Владимир Бабурин: И первое, что вы тогда предложили (я напомню слушателям, а может быть, некоторым и расскажу, потому что, может быть, не знают), - официально ввести в России черту бедности. Сделали расчеты, и выяснили, что ниже черты бедности, которую выводили для России еще в советское время, на начало 1992 года живет порядка 80 процентов населения. Господин Гонтмахер вполне разумно тогда решил, что нет смысла вводить черту бедности для 80 процентов, и предложил ввести понятие «прожиточный минимум», который в тех условиях был не чертой бедности, а чертой нищеты. В общем, он предлагал выбрать среди самых бедных и нуждающихся самых-самых и уже им оказывать помощь.

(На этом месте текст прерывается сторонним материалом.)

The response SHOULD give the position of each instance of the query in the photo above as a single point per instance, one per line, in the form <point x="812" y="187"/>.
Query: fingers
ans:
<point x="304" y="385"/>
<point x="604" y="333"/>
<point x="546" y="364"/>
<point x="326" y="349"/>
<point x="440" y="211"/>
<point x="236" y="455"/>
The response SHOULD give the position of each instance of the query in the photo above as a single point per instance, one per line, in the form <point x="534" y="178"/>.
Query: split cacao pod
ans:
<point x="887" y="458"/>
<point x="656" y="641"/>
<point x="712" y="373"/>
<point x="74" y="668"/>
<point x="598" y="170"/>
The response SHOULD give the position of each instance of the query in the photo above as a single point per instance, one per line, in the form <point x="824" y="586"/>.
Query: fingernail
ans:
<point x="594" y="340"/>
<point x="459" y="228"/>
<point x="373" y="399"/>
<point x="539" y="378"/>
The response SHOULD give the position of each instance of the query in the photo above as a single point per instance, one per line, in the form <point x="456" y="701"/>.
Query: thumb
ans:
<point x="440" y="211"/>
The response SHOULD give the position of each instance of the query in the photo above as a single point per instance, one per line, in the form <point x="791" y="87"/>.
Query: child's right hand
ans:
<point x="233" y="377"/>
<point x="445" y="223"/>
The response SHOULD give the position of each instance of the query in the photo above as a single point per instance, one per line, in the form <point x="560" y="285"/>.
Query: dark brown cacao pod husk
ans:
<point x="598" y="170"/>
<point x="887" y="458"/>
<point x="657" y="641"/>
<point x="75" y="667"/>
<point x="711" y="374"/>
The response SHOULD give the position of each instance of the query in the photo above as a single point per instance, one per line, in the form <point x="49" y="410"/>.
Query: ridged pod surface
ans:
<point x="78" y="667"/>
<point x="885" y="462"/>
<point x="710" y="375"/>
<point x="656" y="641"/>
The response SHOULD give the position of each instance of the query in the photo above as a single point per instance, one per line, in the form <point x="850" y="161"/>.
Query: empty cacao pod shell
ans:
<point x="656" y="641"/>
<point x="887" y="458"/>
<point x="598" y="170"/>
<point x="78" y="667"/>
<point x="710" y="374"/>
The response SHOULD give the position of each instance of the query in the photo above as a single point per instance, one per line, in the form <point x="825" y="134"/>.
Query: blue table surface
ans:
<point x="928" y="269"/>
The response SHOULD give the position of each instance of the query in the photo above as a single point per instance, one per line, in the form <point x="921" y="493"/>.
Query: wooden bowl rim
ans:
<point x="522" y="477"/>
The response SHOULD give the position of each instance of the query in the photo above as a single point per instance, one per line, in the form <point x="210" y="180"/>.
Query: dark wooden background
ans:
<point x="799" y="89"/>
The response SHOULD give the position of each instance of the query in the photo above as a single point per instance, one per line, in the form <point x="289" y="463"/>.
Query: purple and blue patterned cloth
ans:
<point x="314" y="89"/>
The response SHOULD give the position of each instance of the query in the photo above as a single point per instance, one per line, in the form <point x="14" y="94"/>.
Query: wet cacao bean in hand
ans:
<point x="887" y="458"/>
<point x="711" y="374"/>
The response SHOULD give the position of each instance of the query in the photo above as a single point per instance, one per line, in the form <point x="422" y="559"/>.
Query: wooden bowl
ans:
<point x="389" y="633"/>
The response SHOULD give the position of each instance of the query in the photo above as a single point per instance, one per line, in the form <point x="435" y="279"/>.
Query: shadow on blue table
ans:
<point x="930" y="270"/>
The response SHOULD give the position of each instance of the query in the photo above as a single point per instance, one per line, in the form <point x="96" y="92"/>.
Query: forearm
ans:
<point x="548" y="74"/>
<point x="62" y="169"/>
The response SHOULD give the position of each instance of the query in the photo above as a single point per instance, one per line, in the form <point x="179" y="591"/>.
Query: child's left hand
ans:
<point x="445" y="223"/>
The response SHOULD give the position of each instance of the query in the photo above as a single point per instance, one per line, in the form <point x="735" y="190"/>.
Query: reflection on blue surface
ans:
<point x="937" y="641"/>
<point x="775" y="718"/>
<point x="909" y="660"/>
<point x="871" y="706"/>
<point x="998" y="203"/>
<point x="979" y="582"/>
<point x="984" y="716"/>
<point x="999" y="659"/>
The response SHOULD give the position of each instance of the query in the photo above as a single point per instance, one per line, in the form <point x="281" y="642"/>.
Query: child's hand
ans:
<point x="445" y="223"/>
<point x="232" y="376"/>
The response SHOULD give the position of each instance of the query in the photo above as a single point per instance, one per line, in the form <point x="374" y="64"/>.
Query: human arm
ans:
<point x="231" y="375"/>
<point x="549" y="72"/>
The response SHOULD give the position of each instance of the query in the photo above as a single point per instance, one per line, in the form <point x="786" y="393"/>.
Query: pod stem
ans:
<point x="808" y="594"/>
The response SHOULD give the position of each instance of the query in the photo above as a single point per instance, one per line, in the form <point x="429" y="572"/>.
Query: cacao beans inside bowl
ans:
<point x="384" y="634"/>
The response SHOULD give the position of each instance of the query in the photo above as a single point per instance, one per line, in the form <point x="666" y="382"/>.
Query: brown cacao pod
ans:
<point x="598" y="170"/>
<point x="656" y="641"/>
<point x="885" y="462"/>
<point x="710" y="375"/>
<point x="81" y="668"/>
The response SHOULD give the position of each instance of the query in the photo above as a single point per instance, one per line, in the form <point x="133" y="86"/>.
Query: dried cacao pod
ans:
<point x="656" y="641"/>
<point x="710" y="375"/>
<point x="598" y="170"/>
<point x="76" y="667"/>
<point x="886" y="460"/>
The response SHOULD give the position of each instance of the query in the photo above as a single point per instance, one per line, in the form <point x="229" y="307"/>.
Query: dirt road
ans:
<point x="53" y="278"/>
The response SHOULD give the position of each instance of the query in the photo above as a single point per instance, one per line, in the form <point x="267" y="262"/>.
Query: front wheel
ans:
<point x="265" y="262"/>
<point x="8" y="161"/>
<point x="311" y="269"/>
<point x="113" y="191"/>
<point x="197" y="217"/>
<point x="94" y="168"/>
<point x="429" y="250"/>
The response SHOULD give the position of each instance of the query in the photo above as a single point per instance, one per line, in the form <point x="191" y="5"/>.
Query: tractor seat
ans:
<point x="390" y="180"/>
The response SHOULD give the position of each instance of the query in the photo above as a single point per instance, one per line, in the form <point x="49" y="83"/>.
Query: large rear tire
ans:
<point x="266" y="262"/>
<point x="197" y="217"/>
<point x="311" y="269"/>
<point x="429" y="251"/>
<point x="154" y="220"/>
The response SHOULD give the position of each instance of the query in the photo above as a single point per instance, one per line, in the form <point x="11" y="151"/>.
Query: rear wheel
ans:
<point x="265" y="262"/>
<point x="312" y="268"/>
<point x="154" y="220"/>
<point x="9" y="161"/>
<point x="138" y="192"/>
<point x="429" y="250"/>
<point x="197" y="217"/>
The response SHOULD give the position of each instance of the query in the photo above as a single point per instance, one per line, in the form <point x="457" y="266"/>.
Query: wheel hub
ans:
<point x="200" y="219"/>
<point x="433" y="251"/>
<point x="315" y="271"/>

Доложили вы тогда об этом Александру Шохину, он был министром труда и вице-премьером, господин Шохин поддержал. И в 1992 году Ельцин подписал указ о разработке прожиточного минимума.
Евгений Гонтмахер: В марте 1992 года указ был подписан, да.
Владимир Бабурин: В скобках было – «физиологический минимум». Я помню, какой шум поднялся, тогда еще не Дума была, а Верховный совет. В общем, как только депутаты разработчиков не называли, сравнивали то, что они делают, с концлагерем. Однако уже в конце апреля методика расчет вышла, фактически она действует до сих пор, но почему-то стала работать хуже. Почему?
Евгений Гонтмахер: Я бы сказал так. Принципы расчета прожиточного минимума действительно с 1992 года практически не поменялись. Ну, поменялись какие-то отдельные соотношения, поменялись какие-то элементы корзины, которая под прожиточным минимумом лежит, натуральная корзина. Но почему сейчас хуже стало работать, - я с этим не очень согласен. Сейчас у нас, по расчетам, связанным с новой корзиной, которая только-только прошла через Государственную Думу, около 20 процентов населения имеет доходы ниже вот этого прожиточного минимума. Для каких-то расчетов, для какого-то очень отдельного анализа это полезно.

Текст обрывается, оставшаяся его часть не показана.